There is an interesting post talking about evolution and psi here.
http://rhineonline.blogspot.ca/2010/10/what-is-evolutionary-advantage-of-psi.html
Bruce,
It’s lovely that it breaks your browser poor thing.
Leo: it is a HUGE advantage evolutionarily hat our skin cannot not be pierced, that we can see what’s behind us, and that we donn’t need to sleep. So that’s why we evolved those features!
Oh wait….
1700! Slowly making our way to 2000…
Well leo, I read your link. The author assumes psi is real, then tortures a very poor analogy, then admits that he has never heard a good counter argument to the point I raised, waffles something incoherent purporting to explain why consciously accessible psi abilities would be selected and then redefines psi to dodge the argument.
This fails to address the point though. The type of psi ability described above would still represent a huge selective advantage. My bottom line – special pleading. And the simplest explanation is still that psi is the product of hyperactive pattern recognition and confirmation bias.
Try again, and this time in your own words.
“waffles something incoherent purporting to explain why consciously accessible psi abilities would be selected and then redefines psi to dodge the argument. ”
Oops – selected *out
Mumadadd,
I am one that doesn’t think psi can be explained by brain function like many parapsychologists think it can be explained possibly that way. I think psi phenomenon is actually an extension of physical reality.
Surely dualists don’t really deny a correspondence between certain experiences and tinkering with certain brain regions, say?
The point is that there is an experience of “what it is like to be me” that is separate from the content – analogous to watching a programme on TV. Nobody would deny that the electronics of the device and the images on the screen are connected to and correspond to the ‘content’ experienced by the viewer. However, neither the electronics nor the content is the viewer himself.
This is not to say that there is a “little homunculus” watching as screen inside out heads, of course. That’s a sort of half-physicalism. The reason consciousness is so problematic is because there just is no direct physical structure or pattern that corresponds to our experience as it is experienced.
3rd-person description just can’t capture 1st-person experience, which can only be investigated by the individual. The jump from 3rd>1st is the gap which makes ‘explaining consciousness’ – “that which is aware and experiences content” – problematic, perhaps insurmountable.

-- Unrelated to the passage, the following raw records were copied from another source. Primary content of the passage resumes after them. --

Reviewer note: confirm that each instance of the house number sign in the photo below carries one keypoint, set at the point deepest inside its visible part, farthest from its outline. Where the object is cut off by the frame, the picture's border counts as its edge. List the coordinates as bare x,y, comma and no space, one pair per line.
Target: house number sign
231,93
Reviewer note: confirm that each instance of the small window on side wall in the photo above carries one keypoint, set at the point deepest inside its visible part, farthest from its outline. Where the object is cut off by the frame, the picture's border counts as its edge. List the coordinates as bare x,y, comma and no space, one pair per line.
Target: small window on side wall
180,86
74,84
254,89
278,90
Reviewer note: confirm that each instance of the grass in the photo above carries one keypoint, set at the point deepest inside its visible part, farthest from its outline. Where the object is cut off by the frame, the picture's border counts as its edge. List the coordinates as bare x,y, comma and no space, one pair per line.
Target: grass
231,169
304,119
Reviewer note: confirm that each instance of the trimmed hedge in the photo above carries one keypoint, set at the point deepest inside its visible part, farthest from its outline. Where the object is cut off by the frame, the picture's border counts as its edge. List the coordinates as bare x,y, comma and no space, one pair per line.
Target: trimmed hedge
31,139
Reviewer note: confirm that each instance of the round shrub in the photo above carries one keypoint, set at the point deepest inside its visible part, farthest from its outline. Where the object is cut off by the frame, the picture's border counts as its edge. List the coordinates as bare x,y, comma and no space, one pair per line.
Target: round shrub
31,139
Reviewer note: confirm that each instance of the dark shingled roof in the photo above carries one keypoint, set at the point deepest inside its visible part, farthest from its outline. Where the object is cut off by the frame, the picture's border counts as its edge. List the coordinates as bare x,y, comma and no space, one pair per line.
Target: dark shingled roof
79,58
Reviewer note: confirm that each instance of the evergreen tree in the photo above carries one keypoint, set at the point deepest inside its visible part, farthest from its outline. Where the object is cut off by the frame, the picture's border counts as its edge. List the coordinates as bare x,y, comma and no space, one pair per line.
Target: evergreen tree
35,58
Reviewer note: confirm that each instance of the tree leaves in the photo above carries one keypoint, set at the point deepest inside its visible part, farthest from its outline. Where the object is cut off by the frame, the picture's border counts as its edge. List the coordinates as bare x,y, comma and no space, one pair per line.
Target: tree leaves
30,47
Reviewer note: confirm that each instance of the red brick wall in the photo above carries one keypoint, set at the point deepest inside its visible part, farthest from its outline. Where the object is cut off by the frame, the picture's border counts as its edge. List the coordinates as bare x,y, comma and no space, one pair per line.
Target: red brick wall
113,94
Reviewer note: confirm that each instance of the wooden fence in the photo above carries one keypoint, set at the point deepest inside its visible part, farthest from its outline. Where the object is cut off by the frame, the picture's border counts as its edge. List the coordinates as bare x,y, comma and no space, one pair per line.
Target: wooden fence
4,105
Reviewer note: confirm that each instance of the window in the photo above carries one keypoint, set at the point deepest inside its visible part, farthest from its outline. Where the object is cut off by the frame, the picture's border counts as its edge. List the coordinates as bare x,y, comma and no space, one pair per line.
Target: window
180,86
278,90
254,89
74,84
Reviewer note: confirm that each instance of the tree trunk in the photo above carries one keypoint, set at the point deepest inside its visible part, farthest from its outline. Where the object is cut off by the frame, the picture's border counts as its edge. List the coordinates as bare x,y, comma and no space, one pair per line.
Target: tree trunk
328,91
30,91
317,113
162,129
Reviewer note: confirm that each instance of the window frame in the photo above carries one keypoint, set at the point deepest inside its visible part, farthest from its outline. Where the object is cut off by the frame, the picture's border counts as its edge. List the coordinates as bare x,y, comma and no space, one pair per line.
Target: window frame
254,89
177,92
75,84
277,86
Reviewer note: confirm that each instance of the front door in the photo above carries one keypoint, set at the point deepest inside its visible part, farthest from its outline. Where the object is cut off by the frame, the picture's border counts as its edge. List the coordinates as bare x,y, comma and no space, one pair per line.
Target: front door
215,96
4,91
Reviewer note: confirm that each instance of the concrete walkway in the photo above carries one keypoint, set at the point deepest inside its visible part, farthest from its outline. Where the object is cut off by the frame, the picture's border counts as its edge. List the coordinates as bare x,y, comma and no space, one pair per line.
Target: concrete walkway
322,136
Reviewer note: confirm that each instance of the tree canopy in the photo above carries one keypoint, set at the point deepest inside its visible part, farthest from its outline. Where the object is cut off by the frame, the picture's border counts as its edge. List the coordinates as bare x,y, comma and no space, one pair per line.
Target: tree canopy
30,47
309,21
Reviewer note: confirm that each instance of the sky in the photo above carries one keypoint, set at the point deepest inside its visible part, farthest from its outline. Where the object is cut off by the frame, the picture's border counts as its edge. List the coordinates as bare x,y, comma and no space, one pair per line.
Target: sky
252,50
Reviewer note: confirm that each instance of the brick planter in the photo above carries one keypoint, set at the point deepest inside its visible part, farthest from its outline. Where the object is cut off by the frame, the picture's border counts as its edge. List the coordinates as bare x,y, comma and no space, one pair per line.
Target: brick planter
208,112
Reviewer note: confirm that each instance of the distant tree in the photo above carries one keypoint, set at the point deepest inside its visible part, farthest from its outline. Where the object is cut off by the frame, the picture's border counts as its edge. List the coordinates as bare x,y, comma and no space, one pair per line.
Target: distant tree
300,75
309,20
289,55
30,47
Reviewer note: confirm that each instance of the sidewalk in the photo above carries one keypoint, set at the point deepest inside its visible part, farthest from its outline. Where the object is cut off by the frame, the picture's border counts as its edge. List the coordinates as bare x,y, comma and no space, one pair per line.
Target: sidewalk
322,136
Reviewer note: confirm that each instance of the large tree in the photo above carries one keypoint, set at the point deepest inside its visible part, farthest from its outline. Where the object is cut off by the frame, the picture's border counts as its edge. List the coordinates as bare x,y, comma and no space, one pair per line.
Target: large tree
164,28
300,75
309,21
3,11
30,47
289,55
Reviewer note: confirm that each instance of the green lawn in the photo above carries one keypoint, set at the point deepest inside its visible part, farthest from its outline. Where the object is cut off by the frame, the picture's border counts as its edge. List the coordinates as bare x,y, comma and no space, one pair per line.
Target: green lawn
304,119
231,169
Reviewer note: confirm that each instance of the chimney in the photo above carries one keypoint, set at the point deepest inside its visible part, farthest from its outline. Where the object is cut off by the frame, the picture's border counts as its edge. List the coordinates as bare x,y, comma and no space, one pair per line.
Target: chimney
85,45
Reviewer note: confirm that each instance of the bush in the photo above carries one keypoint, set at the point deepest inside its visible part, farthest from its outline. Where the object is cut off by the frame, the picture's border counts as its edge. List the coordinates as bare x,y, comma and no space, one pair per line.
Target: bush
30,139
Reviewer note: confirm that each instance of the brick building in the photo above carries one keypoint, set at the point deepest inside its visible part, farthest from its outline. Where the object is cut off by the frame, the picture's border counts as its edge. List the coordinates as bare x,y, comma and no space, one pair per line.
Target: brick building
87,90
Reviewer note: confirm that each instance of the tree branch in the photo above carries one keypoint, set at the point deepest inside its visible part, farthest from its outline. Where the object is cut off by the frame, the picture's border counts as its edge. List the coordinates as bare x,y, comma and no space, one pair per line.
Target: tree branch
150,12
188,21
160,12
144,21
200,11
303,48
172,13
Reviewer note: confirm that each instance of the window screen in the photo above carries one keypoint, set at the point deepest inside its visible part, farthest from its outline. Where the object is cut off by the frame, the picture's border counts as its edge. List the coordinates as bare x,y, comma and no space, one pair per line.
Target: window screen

Let’s see if there is someone left who wants to reply to this:
https://www.youtube.com/watch?v=rQ7GKXo3dss
Ribozyme,
Nobody’s going to watch your video unless they’re given reason to do so…meaning that you need to summarise what the video is about and how it is relevant to this thread.
“Brain works like a radio receiver”
Date: January 22, 2014
Source: Radboud University Nijmegen
Summary:
Initial evidence is found that the brain has a ‘tuning knob’ that is actually influencing behavior. Brain circuits can tune into the frequency of other brain parts relevant at the time.